Singapore: Australia’s ambassador to China has met with China’s vice-foreign minister in Beijing, days before the country’s foreign ministers are due to cross paths at the G20 in Bali.
The meeting between Graham Fletcher and Xie Feng paves the way for a potential meeting between Foreign Minister Penny Wong and China’s top envoy Wang Yi at the Bali foreign ministers’ summit from Thursday.
China and Australia’s foreign ministers Wang Yi and Penny Wong. Credit:AP/Getty
Wong and Wang narrowly avoided each other in the Pacific in May and June with each paying visits to Samoa, Tonga, Solomon Islands and Fiji as Beijing attempted to push through a regional security deal.
China’s regional military ambitions were one of a dozen disputes between Australia and China that led to high-level diplomatic contact being frozen for more than two years. But that relationship has shown signs of improvement since Defence Minister Richard Marles met with a lower-ranked Chinese Defence Minister in June. A meeting between Wong and Wang would be the highest level contact between equivalent Australian and Chinese ministers since September 2019.
The Australian Department of Foreign Affairs would not confirm the details of the meeting between Fletcher and Xie. China’s Foreign Ministry said the meeting took place at the request of the Australian government. “The two sides exchanged in-depth views on China-Australia relations,” it said while taking the unusual step of publicising the meeting between two relatively low-ranking officials. Ambassadors and diplomatic representatives typically meet ahead of ministers to float proposals and map out agendas.
An overture in June by Trade Minister Don Farrell towards the Chinese trade delegation in Geneva was rejected by Chinese officials. The Australian government has not made an official request of Wang, but would be supportive of re-opening dialogue at the foreign minister level in Bali. Australian officials are neither optimistic nor pessimistic about a meeting between Wong and Wang occurring.
“Australian government ministers remain open to engagement with Chinese counterparts,” a spokeswoman for Wong said on Monday.
Chinese government-controlled media has largely welcomed the election of the Labor government as an opportunity to re-set relations, although Beijing appears to be growing frustrated at the Australian government’s ongoing criticism of its actions. The China Daily said last week that chances of a reset between Beijing and Canberra were “rapidly diminishing” after Prime Minister Anthony Albanese said Russia’s actions in Ukraine were a warning of China’s intentions in Taiwan.

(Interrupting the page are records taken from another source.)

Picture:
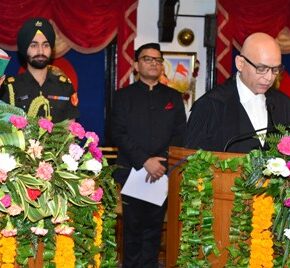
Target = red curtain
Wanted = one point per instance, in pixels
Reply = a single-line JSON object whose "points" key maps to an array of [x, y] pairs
{"points": [[88, 26], [236, 19]]}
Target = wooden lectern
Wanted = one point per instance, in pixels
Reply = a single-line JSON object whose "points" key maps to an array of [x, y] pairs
{"points": [[223, 202]]}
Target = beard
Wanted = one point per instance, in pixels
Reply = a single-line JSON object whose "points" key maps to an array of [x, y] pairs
{"points": [[38, 61]]}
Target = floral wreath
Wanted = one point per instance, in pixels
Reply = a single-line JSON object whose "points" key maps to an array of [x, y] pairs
{"points": [[260, 220], [57, 188]]}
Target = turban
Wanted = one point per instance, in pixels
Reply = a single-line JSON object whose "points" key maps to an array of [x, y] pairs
{"points": [[28, 31]]}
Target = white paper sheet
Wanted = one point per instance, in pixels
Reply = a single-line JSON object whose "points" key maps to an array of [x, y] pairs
{"points": [[137, 187]]}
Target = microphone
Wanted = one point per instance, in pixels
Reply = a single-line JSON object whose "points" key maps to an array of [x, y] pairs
{"points": [[244, 136], [270, 108]]}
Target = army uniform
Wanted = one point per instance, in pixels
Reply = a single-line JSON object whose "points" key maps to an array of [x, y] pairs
{"points": [[55, 99]]}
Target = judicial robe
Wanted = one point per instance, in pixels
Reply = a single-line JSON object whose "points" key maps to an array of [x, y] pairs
{"points": [[219, 122]]}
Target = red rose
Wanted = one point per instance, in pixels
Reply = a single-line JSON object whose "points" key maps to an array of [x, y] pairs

In Beijing, diplomats have been grappling with a rapidly evolving set of strategic circumstances as Russia’s invasion of Ukraine triggers anxiety about China’s role in the Indo-Pacific and escalating tension with the United States.
“We now stand one step away from the abyss into which we are being pushed by sabotage,” Russia’s ambassador to China Andrey Denisov told the World Peace Forum at Tsinghua University on Monday.
Nicholas Burns, the US ambassador to China, urged Beijing not to provide material economic and military support for Russia and to stop accusing NATO of starting the war.
“These lies are the behaviour of an authoritarian regime that routinely doesn’t tell the truth,” he said. “And unfortunately, they have been picked up by the Chinese.”
Britain’s ambassador Caroline Wilson accused China of hypocrisy for failing to condemn Russia’s invasion of Ukraine.
“One of the things I was always told about Chinese foreign policy was that the one thing that China really believed in was territorial integrity and sovereignty,” she said.
“If you aspire to change the system, the first thing you have to do is to respect the system.”
Speaking to the audience of Chinese students, academics, and diplomats in Beijing, Burns said competition between China, the US and its allies had now become the dominant driver in the relationship.
“We need obviously to compete in such a way that we mitigate the possibility of an unintentional conflict between us which neither of us wants,” he said.